US Judge Rules AI Training on Books Not a Copyright Violation
A US judge has ruled that using books to train AI software is not a violation of US copyright law, but Anthropic must face trial over pirated copies.
A US judge has ruled that using books to train artificial intelligence (AI) software is not a violation of US copyright law. The decision stems from a lawsuit brought against AI firm Anthropic by three authors, including best-selling mystery thriller writer Andrea Bartz.
The authors accused Anthropic of stealing their work to train its Claude AI model and build a multi-billion dollar business. Judge William Alsup, however, found that Anthropic's use of the authors' books was 'exceedingly transformative' and allowed under US law.
Despite this ruling, Judge Alsup rejected Anthropic's request to dismiss the case entirely. The firm will still have to stand trial over its use of pirated copies to build its library of material. Anthropic, backed by Amazon and Google's parent company Alphabet, could face up to $150,000 in damages per copyrighted work.
The firm holds more than seven million pirated books in a 'central library' according to the judge. The ruling is among the first to address a critical question in the AI industry: how Large Language Models (LLMs) can legitimately learn from existing material.

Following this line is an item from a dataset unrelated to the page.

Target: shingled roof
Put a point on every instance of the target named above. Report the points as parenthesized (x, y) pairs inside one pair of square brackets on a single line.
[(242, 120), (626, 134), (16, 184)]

'Like any reader aspiring to be a writer, Anthropic's LLMs trained upon works, not to race ahead and replicate or supplant them — but to turn a hard corner and create something different,' Judge Alsup wrote. 'If this training process reasonably required making copies within the LLM or otherwise, those copies were engaged in a transformative use.'
The authors did not claim that the training led to 'infringing knockoffs' with replicas of their works being generated for users of the Claude tool. If they had, Judge Alsup noted, 'this would be a different case.'
Similar legal battles have emerged over the AI industry's use of other media and content, from journalistic articles to music and video. This month, Disney and Universal filed a lawsuit against AI image generator Midjourney, accusing it of piracy. The BBC is also considering legal action over the unauthorized use of its content.
In response to these legal battles, some AI companies have struck deals with creators of the original materials or their publishers to license content for use. Judge Alsup's ruling on Anthropic's 'fair use' defense paves the way for future legal judgments.
However, the judge ruled that Anthropic had violated the authors' rights by saving pirated copies of their books as part of a 'central library of all the books in the world.' In a statement, Anthropic expressed satisfaction with the judge's recognition of its transformative use but disagreed with the decision to hold a trial about how some books were obtained and used. The company remains confident in its case and is evaluating its options.
A lawyer for the authors declined to comment.
Frequently Asked Questions
What did the US judge rule about using books to train AI?
The judge ruled that using books to train AI software is not a violation of US copyright law, as it is considered transformative use.
Who brought the lawsuit against Anthropic?
The lawsuit was brought by three authors, including best-selling mystery thriller writer Andrea Bartz.
What did Judge Alsup mean by 'transformative use'?
Transformative use means that the AI training process created something new and different from the original works, rather than simply replicating them.
What are the potential damages Anthropic could face?
Anthropic could face up to $150,000 in damages per copyrighted work, according to the ruling.
What other legal battles are emerging in the AI industry?
Similar legal battles have emerged over the AI industry's use of other media and content, including journalistic articles, music, and video.